Donovan went on to talk about the importance of Sunday's final to the CONCACAF Gold Cup winners.
"We're extremely excited to be here, it's a big opportunity for us and one we don't get often. We're going to give it everything we have. There's no promise we'll get back to a final like this, so we're going to take advantage of it," he said.
Coach Bob Bradley said that the appearance of the US in the FIFA Confederations Cup South Africa 2009 finale was the fruit of a long voyage.
"This chance is not something that's happened in the last few days, it's a result of a lot of things happening in US soccer, like MLS players choosing to go to Europe and our success and disappointments at the [FIFA] World Cup," he said.
"We're continuing our march in the soccer world and this is an important step."

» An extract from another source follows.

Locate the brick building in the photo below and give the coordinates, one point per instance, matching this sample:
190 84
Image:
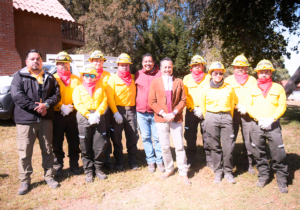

Asked how the US were going to beat Brazil after going down heavily to them already in this tournament, he remarked: "Against Brazil we started tentatively and made critical errors and went a man down.
"I think we've shown in our last two games against Egypt and Spain we've started with more energy and with a balance of aggression and intelligence.
"We've learned from the Brazil game and now we have a wonderful opportunity to start over with them and make sure the beginning of the match is right for us and we come out as champions," he said.
"The expression 'Yes we can' worked for Barack Obama, so we can as well."